77) Rider Company had the complying with financial results for last month. Which type of obligation center carry out these financial outcomes reflect?

Gretzel Subunit

Actual

Flexible BudgetFlexible Budget

Variance

(U or F)

% of Variance

(U or F)

Direct materials$30,000$28,000$2,000 U 7.14% U

Direct labor15,00014,0001,000 U7.14% U

Indirect labor25,00022,0003,000 U13.64% U

Utilities12,00010,0002,000 U20.0% U

Depreciation25,00025,00000

Repairs and

Maintenance

4,000

5,000

1,000 F

20.00% F

Total$111,000$104,000$7,000 U6.73% U

A) Cost center

B) Profit center

C) Investment center

D) Revenue facility

78) Corbin Company kind of had the complying with financial outcomes for last month. What type of responsibility center carry out these financial results reflect?

One store

Actual

Flexible BudgetFlexible Budget

Variance

(U or F)

% of Variance

(U or F)

Revenues$220,000$200,000$20,000 F10.00% F

Operating Expenses 80,00070,00010,000 U14.29% U

Income from operations before business dept. charges

140,000

130,000

10,000 F

7.69% F

Service department charges40,00040,00000

Income from operations100,00090,00010,000 F11.11% F

A) Revenue center

B) Investment facility

C) Profit center

D) Cost center

79) Elaina Company had the complying with financial outcomes for last month. What type of responsibility facility execute these results reflect?

Selle Co. –

Subunit X

Revenue by

Product

Actual

Flexible

Budget

Variance

Flexible

Budget

Sales

Volume

Variance

Static

(Master)

Budget

WD-40$630,000$10,000 F$620,000$20,000 F$600,000

WD-60520,00030,000 U 550,00040,000 F510,000

WD-80125,000 5,000 U130,00010,000 U140,000

QD-40225,00025,000 F200,00040,000 U240,000

QD-60425,0005,000 F420,000 20,000 F400,000

Total$1,925,000$5,000 F$1,920,000$30,000 F$1,890,000

A) Profit facility

B) Revenue center

C) Investment center

D) Cost center

80) The duties of an investment center manager are similar to those of a CFO of an entire agency.
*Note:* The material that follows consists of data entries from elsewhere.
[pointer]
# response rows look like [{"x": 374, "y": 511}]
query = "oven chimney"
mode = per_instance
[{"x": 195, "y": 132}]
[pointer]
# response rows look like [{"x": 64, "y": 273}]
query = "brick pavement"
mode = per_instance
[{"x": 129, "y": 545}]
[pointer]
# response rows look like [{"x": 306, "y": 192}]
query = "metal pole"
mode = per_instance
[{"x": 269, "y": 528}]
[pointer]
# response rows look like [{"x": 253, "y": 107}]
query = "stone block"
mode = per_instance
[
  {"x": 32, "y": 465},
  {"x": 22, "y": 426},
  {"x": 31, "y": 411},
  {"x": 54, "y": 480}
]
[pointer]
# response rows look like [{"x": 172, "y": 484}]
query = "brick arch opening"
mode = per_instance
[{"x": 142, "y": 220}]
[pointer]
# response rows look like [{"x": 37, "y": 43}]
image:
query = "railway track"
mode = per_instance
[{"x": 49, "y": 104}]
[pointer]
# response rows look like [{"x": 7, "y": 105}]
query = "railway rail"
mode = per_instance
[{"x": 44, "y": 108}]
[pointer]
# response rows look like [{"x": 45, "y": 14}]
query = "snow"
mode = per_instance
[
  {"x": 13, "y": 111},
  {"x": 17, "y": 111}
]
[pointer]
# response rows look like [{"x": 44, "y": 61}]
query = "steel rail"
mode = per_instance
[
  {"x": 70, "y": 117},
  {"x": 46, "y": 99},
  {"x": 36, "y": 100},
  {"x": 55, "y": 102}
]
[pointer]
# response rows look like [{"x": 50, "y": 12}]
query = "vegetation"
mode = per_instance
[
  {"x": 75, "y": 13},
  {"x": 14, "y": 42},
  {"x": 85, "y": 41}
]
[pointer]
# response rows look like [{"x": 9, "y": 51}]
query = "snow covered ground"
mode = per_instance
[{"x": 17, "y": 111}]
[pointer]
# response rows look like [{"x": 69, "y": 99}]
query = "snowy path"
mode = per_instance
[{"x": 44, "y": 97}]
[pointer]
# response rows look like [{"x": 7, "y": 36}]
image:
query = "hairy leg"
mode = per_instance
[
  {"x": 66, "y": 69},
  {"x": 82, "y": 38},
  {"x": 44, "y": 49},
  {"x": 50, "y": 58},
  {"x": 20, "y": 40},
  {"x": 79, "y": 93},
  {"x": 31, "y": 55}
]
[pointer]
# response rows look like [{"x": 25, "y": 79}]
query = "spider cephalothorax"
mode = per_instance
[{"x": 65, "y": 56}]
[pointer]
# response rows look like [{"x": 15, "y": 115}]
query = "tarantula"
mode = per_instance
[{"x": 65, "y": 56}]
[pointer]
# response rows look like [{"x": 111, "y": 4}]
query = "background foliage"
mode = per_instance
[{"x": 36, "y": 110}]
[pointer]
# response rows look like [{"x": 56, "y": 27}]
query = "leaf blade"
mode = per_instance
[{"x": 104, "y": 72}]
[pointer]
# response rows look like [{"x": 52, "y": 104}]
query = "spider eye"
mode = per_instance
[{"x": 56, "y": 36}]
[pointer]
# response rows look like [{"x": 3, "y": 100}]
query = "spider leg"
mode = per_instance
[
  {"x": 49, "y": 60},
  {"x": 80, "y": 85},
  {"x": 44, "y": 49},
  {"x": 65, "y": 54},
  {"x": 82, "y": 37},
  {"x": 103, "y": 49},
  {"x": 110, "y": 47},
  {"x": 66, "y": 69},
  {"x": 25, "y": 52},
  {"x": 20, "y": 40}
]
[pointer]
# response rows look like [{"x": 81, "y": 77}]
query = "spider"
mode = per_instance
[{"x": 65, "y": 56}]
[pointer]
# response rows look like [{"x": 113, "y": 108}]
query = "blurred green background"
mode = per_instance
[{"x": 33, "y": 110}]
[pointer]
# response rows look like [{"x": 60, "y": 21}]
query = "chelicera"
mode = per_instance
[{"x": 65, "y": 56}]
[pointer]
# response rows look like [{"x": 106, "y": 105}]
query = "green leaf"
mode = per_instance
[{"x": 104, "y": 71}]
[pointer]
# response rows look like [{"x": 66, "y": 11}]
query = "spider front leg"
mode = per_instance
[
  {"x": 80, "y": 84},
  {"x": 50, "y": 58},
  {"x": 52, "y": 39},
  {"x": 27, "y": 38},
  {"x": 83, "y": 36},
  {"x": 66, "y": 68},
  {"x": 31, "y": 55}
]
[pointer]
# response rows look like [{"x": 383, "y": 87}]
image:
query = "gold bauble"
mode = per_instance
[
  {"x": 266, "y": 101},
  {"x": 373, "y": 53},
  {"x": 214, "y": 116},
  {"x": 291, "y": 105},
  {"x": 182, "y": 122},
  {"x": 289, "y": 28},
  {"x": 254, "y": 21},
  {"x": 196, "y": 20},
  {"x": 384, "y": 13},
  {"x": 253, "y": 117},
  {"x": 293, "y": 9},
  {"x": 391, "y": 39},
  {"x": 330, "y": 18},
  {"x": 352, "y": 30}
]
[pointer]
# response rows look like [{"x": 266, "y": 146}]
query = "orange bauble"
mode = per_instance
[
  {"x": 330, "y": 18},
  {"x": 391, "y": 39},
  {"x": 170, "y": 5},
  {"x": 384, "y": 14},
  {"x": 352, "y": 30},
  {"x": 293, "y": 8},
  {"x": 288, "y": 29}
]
You are watching: The performance evaluation of a profit center is typically based on its

81) The duties of an investment center manager are comparable to those of a CEO.

82) Companies evaluate investment facility performance the means they evaluate profit center performance.

83) Rerevolve on Investment (ROI) is identified as operating revenue split by current assets.

84) The resources turnover is operating revenue separated by sales.

See more: Which Statement Is True About The Narrators’ Different Perspectives?

85) Residual Income (RI) equals operating revenue much less minimum acceptable revenue.